Infrastructure teams need multi-cloud networking and security guardrails

Public cloud migration long ago wrested control over digital infrastructure from network and security teams, but now is the time for those groups to retake the initiative. Cloud operations and DevOps groups will never cede ground, but they will welcome self-service networking and security solutions that provide guardrails that protect them from disaster. Cooperation between traditional infrastructure teams and cloud teams is even more important as enterprises embrace multi-cloud architecture, where complexity and risk are increasing. In fact, my research has found that security risk, collaboration problems, and complexity are the top pain points associated with multi-cloud networking today.

Now is the time for cloud guardrails, because disasters are happening regularly. One network architect told me that his company’s DevOps team moved a critical ecommerce application into the public cloud, but they ignored his advice on PCI DSS compliance. Because of this, the migration ultimately failed. A network engineer told me that he can’t properly manage capacity on his company’s direct connections from his data centers into multiple cloud providers because his cloud teams refuse to give him any visibility. When cloud traffic spikes, he has no warning. This hampers his ability to proactively provision more bandwidth when cloud application usage trends upward.

Provide cloud guardrails, not speedbumps

Network engineers and architects often tell me that their cloud and DevOps counterparts resist or ignore their efforts to impose architectural rigor in the public cloud. Cloud and DevOps teams believe that networking and security groups are too old-fashioned and get in the way of cloud-driven innovation. These infrastructure folks slow things down at a time when cloud and DevOps want to fail fast and iterate.

However, times are changing. With multi-cloud complexity mounting, some network infrastructure pros tell me that they’ve devoted significant time and resources over the last couple years to installing cloud guardrails. Often this involves stepping away from the networking solutions offered by individual cloud providers and adopting a cloud networking solution that works consistently across multiple cloud providers. Network and security teams can define guardrails in these multi-cloud networking solutions and allow cloud and DevOps teams to build and manage networks within them.

The key is to ensure that the technology implemented is actually providing a guardrail and not imposing a speedbump or roadblock. Network and security teams need to provide infrastructure and services that are programmatic and easy to use. For instance, DevOps should be able to request IP addresses, spin up secure DNS services, request changes to firewall policies, or adjust transit routing with a couple clicks. If approvals are required from network and security teams, those approvals should be automated as much as possible.

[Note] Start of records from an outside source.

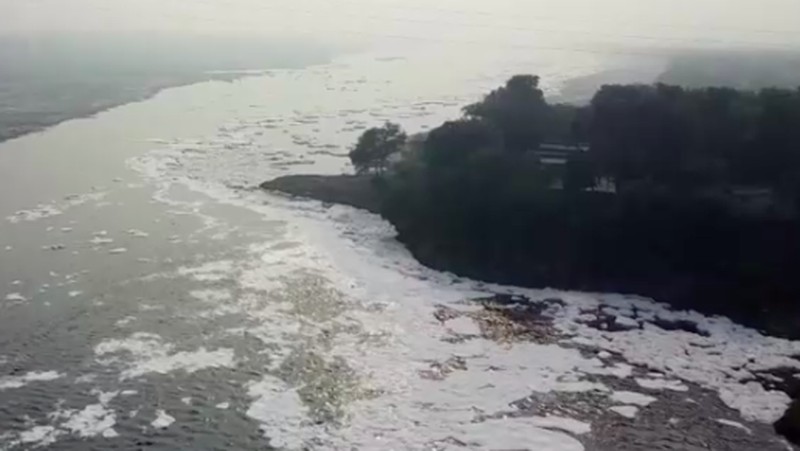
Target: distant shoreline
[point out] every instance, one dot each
(145, 94)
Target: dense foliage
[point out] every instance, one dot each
(375, 146)
(690, 196)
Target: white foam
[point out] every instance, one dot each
(625, 411)
(734, 424)
(281, 413)
(125, 321)
(42, 211)
(93, 420)
(211, 295)
(355, 253)
(209, 272)
(15, 297)
(628, 397)
(570, 425)
(163, 420)
(12, 382)
(661, 384)
(144, 353)
(39, 436)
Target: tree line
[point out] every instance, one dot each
(687, 195)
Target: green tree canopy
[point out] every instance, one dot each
(518, 110)
(375, 146)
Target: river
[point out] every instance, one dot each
(150, 297)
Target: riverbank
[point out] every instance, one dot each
(17, 122)
(676, 289)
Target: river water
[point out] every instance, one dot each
(150, 297)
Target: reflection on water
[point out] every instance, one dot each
(240, 320)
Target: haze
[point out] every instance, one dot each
(652, 23)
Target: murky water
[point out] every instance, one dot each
(151, 298)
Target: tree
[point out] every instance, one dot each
(375, 146)
(518, 110)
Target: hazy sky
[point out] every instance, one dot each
(638, 22)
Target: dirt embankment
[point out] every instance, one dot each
(357, 191)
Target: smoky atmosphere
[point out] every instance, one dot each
(400, 225)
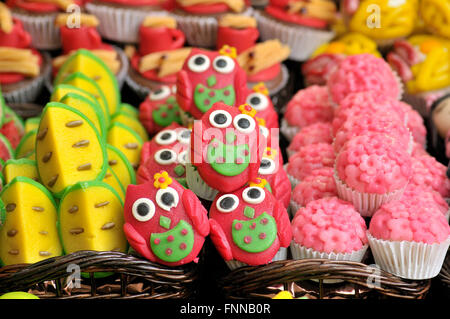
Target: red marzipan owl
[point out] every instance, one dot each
(208, 77)
(227, 147)
(164, 222)
(249, 225)
(167, 151)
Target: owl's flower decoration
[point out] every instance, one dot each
(247, 109)
(228, 51)
(270, 153)
(259, 182)
(261, 88)
(162, 180)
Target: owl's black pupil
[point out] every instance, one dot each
(199, 60)
(220, 118)
(143, 209)
(167, 199)
(165, 155)
(244, 123)
(227, 203)
(221, 63)
(265, 163)
(166, 136)
(254, 193)
(255, 100)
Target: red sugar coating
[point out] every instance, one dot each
(403, 221)
(319, 184)
(329, 225)
(363, 72)
(372, 123)
(310, 158)
(369, 102)
(428, 172)
(312, 134)
(373, 164)
(309, 106)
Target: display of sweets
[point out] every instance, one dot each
(223, 144)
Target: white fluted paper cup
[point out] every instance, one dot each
(42, 29)
(201, 30)
(120, 24)
(409, 260)
(303, 41)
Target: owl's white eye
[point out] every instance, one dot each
(166, 137)
(220, 119)
(253, 195)
(258, 101)
(267, 166)
(143, 209)
(160, 93)
(184, 136)
(227, 203)
(165, 156)
(167, 198)
(223, 64)
(182, 157)
(199, 63)
(244, 123)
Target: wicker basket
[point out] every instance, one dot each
(308, 277)
(130, 277)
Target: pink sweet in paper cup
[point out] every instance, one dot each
(319, 184)
(308, 159)
(329, 228)
(373, 123)
(428, 172)
(308, 106)
(363, 72)
(371, 170)
(422, 196)
(409, 240)
(417, 127)
(369, 102)
(312, 134)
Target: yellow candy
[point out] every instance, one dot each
(436, 16)
(91, 218)
(68, 148)
(283, 295)
(29, 233)
(20, 167)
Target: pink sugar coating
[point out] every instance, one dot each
(372, 123)
(368, 103)
(403, 221)
(319, 184)
(363, 72)
(417, 127)
(428, 172)
(309, 158)
(373, 164)
(312, 134)
(423, 196)
(329, 225)
(309, 106)
(418, 150)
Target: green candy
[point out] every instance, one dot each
(255, 235)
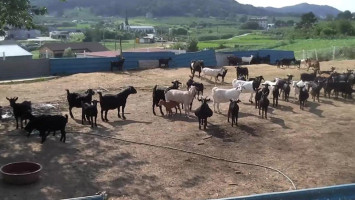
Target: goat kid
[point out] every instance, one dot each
(233, 111)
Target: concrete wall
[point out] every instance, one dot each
(10, 69)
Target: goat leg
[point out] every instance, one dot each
(106, 115)
(205, 123)
(71, 114)
(123, 117)
(118, 112)
(199, 123)
(102, 115)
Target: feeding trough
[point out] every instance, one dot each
(21, 172)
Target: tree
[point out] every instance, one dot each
(18, 14)
(346, 15)
(307, 21)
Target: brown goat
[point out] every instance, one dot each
(169, 105)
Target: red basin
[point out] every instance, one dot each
(21, 172)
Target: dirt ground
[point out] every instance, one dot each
(314, 147)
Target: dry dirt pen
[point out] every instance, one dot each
(314, 147)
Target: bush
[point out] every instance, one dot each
(192, 45)
(251, 26)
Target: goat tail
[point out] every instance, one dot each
(66, 116)
(214, 90)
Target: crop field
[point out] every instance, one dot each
(314, 147)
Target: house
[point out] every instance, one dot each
(14, 52)
(262, 21)
(22, 34)
(142, 29)
(62, 35)
(56, 50)
(149, 38)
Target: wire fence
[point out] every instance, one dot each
(326, 54)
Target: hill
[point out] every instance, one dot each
(159, 8)
(320, 11)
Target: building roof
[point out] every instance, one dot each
(13, 50)
(143, 27)
(102, 54)
(90, 46)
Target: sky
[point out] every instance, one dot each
(341, 5)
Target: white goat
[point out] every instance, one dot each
(272, 83)
(212, 72)
(246, 86)
(184, 97)
(224, 95)
(247, 59)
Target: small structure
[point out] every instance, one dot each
(62, 35)
(14, 52)
(56, 50)
(22, 34)
(262, 21)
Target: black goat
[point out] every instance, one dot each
(257, 97)
(242, 71)
(316, 87)
(159, 93)
(196, 66)
(44, 123)
(21, 110)
(75, 99)
(234, 111)
(113, 101)
(275, 96)
(303, 96)
(263, 105)
(89, 112)
(222, 75)
(286, 90)
(165, 62)
(203, 112)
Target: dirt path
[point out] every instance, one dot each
(314, 147)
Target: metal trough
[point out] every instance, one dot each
(337, 192)
(98, 196)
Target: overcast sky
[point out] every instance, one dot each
(341, 5)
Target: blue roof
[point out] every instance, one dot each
(13, 50)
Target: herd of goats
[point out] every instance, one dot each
(171, 97)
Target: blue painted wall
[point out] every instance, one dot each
(80, 65)
(274, 54)
(132, 58)
(184, 60)
(338, 192)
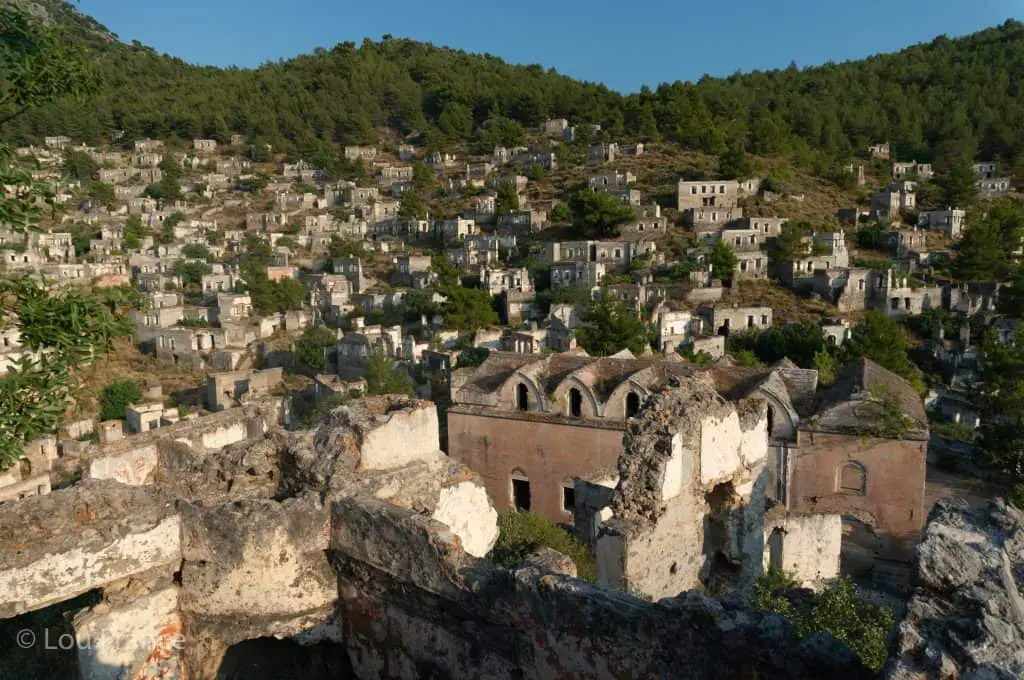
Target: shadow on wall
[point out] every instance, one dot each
(270, 659)
(40, 644)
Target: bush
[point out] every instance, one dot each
(523, 533)
(116, 397)
(1017, 496)
(858, 624)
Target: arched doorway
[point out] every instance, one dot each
(576, 402)
(521, 397)
(859, 549)
(632, 405)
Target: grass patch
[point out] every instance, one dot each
(523, 533)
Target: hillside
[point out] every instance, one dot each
(936, 101)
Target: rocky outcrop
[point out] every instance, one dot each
(966, 619)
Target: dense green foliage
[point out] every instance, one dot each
(116, 397)
(1000, 393)
(608, 327)
(800, 342)
(883, 340)
(985, 252)
(944, 100)
(310, 345)
(523, 533)
(860, 625)
(722, 261)
(598, 215)
(385, 377)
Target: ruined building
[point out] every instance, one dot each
(354, 549)
(550, 434)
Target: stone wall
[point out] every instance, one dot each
(893, 509)
(331, 538)
(966, 619)
(499, 445)
(807, 547)
(689, 505)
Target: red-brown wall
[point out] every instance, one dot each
(548, 452)
(894, 500)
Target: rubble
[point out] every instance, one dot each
(966, 619)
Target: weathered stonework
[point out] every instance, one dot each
(689, 505)
(325, 538)
(966, 619)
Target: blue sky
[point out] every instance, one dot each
(622, 44)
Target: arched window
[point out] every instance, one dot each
(576, 402)
(632, 405)
(852, 478)
(521, 397)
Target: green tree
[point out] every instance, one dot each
(958, 184)
(134, 232)
(79, 165)
(799, 342)
(192, 272)
(1000, 393)
(792, 243)
(826, 365)
(860, 625)
(883, 340)
(413, 206)
(521, 534)
(734, 163)
(507, 200)
(384, 377)
(197, 251)
(560, 214)
(468, 308)
(598, 215)
(608, 327)
(311, 344)
(116, 397)
(101, 194)
(346, 247)
(61, 329)
(722, 261)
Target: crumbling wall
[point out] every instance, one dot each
(324, 539)
(414, 605)
(807, 547)
(690, 496)
(966, 619)
(72, 541)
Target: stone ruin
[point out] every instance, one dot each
(360, 545)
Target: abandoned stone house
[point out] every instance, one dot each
(148, 145)
(694, 195)
(230, 389)
(365, 154)
(890, 291)
(888, 204)
(535, 428)
(453, 229)
(994, 186)
(611, 179)
(833, 254)
(880, 151)
(413, 271)
(723, 320)
(912, 169)
(845, 461)
(950, 221)
(521, 222)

This drive toward programmatic services is apparent in my research at Enterprise Management Associates (EMA). For instance, I recently surveyed 351 IT professionals about their multi-cloud networking strategies for the report “Multi-Cloud Networking: Connecting and Securing the Future.” (Check out EMA’s free webinar to learn more about what we found in that research). In that report, 82% of respondents told us that it was at least somewhat important for their multi-cloud networking solutions to have open APIs. More than 60% said they used these APIs to integrate their multi-cloud networking solutions with IT service management (ITSM) platforms. This integration enables automation of network change tickets, which removes speedbumps. Also, 52% use these APIs to directly enable cloud orchestration and automation tools for true self-service networking and security.

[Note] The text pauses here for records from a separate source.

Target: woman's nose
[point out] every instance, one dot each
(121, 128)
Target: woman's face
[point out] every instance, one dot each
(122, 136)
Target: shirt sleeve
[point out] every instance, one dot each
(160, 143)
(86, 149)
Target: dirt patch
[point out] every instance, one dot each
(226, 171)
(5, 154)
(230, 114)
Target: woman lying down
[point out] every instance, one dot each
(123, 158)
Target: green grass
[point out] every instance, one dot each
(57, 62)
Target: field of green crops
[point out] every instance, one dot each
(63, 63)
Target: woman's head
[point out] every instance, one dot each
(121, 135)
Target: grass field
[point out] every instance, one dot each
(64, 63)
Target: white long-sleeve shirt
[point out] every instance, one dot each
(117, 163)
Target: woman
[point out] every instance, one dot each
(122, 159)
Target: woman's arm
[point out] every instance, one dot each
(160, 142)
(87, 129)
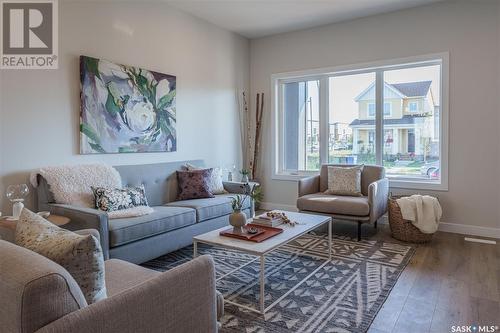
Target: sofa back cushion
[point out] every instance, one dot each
(369, 174)
(35, 290)
(160, 179)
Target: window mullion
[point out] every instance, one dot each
(379, 116)
(323, 119)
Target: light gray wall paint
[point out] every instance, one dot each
(40, 108)
(469, 31)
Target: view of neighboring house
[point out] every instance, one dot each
(340, 136)
(411, 121)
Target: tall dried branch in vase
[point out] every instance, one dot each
(259, 110)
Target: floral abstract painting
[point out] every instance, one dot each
(125, 109)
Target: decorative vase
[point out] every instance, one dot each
(17, 208)
(237, 219)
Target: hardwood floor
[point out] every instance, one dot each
(449, 282)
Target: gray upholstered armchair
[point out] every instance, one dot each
(38, 295)
(364, 209)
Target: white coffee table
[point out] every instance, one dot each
(306, 223)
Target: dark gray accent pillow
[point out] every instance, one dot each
(194, 184)
(110, 200)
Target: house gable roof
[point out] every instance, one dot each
(413, 89)
(402, 90)
(405, 120)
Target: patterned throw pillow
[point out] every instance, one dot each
(215, 184)
(110, 200)
(344, 181)
(80, 255)
(194, 184)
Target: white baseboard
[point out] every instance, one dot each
(456, 228)
(471, 230)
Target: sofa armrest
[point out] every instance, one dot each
(242, 188)
(308, 185)
(85, 218)
(378, 193)
(182, 299)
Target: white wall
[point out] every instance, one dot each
(40, 108)
(469, 31)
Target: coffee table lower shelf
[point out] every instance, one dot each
(262, 309)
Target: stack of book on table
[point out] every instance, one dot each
(268, 221)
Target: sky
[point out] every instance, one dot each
(344, 89)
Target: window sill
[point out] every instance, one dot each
(422, 184)
(292, 177)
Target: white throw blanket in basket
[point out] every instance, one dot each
(423, 211)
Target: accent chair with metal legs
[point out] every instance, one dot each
(367, 208)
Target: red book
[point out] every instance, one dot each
(263, 233)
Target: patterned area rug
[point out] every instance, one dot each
(344, 295)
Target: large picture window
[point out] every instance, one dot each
(392, 114)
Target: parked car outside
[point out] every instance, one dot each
(428, 168)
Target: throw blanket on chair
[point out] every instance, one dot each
(72, 185)
(423, 211)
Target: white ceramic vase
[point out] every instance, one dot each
(238, 220)
(17, 208)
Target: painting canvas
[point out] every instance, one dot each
(125, 109)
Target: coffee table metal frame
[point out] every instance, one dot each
(261, 255)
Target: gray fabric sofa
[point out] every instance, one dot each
(172, 225)
(38, 295)
(363, 209)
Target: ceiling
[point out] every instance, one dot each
(258, 18)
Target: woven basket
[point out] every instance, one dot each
(402, 229)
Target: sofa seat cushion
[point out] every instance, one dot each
(334, 204)
(122, 275)
(210, 208)
(163, 219)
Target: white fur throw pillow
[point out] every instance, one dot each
(80, 255)
(71, 184)
(344, 181)
(215, 185)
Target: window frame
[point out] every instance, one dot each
(378, 68)
(416, 107)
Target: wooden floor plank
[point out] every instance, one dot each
(416, 317)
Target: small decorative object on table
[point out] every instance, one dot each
(273, 219)
(16, 195)
(244, 175)
(237, 218)
(252, 233)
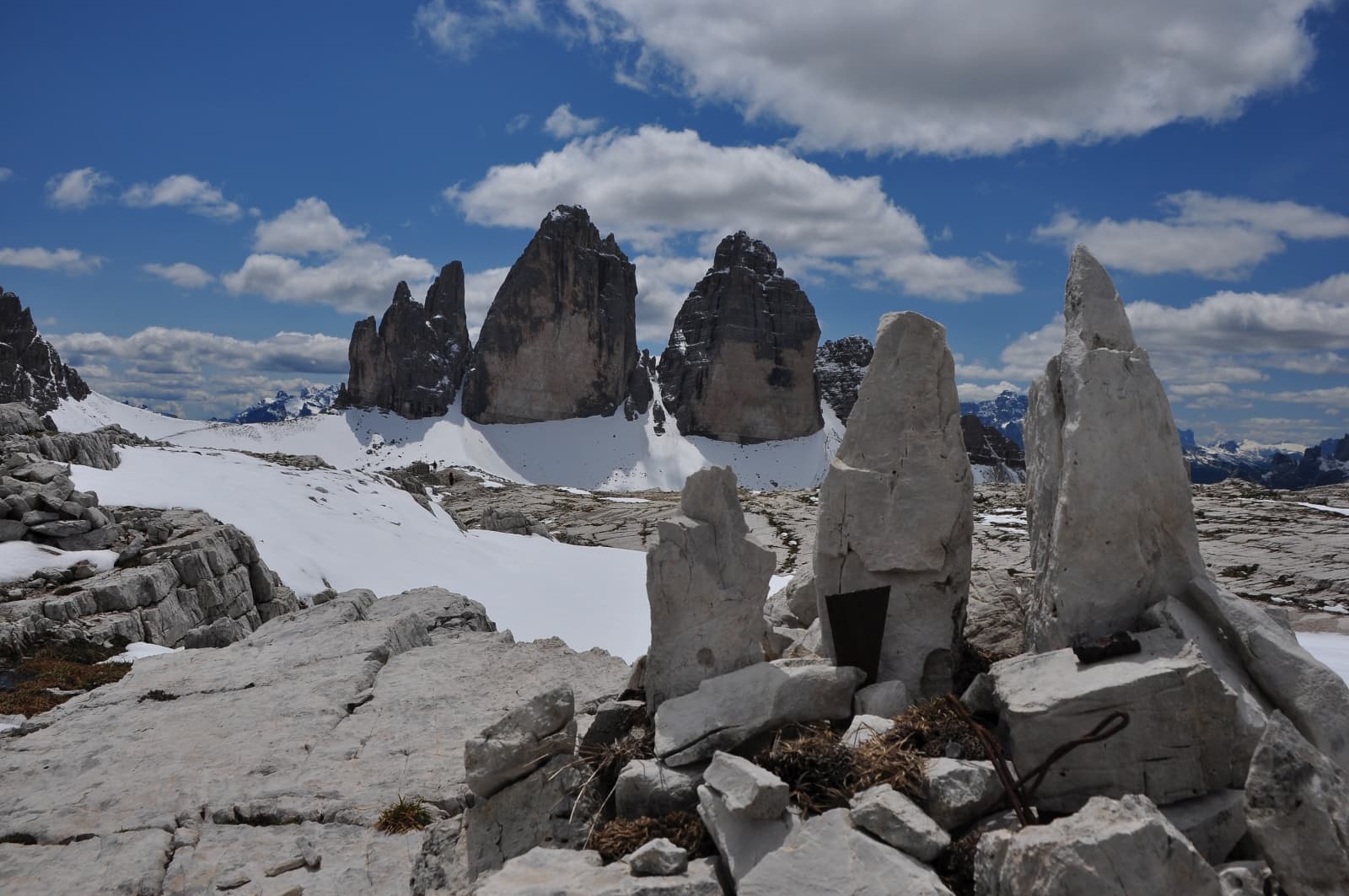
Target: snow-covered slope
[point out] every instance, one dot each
(348, 529)
(595, 453)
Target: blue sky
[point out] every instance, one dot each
(199, 200)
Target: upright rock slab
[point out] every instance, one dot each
(1108, 489)
(892, 554)
(706, 581)
(560, 339)
(741, 359)
(415, 362)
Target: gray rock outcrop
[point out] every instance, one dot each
(413, 363)
(560, 339)
(706, 582)
(1110, 848)
(30, 368)
(1108, 491)
(892, 552)
(1297, 806)
(739, 365)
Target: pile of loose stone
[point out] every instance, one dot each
(1160, 736)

This need for self-service networking and security is also apparent in how today’s infrastructure teams are thinking about multi-cloud connectivity. EMA asked research respondents about their plans for connecting applications together in a multi-cloud environment. Did they plan to provision that connectivity at the IP layer (Layer 3) or at the application layer (Layer 7)? Layer 3 would imply that the network is in control. Layer 7 implies that the cloud and DevOps teams are in control with limited guardrails. Only 11% said they are focusing on Layer 3 and only 29% said they are focusing on Layer 7. The rest (61%) envision a future where they are provisioning application connectivity at both Layer 3 and Layer 7. This means that network teams are building guardrails. They are imposing controllers at the network layer, but they’re giving programmatic control over connectivity at Layer 7 to cloud and DevOps teams. This is the future of cloud networking.

Our research found that 93% of IT organizations are interested in adopting an end-to-end multi-cloud networking solution, but they have some barriers to overcome first. They are especially interested in solutions that can provide them a consistent, programmatic approach to network security, secure ingress/egress, and transit routing across multiple clouds. However, there are some challenges that inhibit their adoption of such solutions. First, 41% say network complexity is getting in the way and 36% say that budget is a major issue. Finally, 27% say they’re struggling with cross-team decision making. In other words, network, security, cloud, and DevOps teams are not on the same page. It will fall to IT leaders to bring these groups together and get multi-cloud networking and security back on track.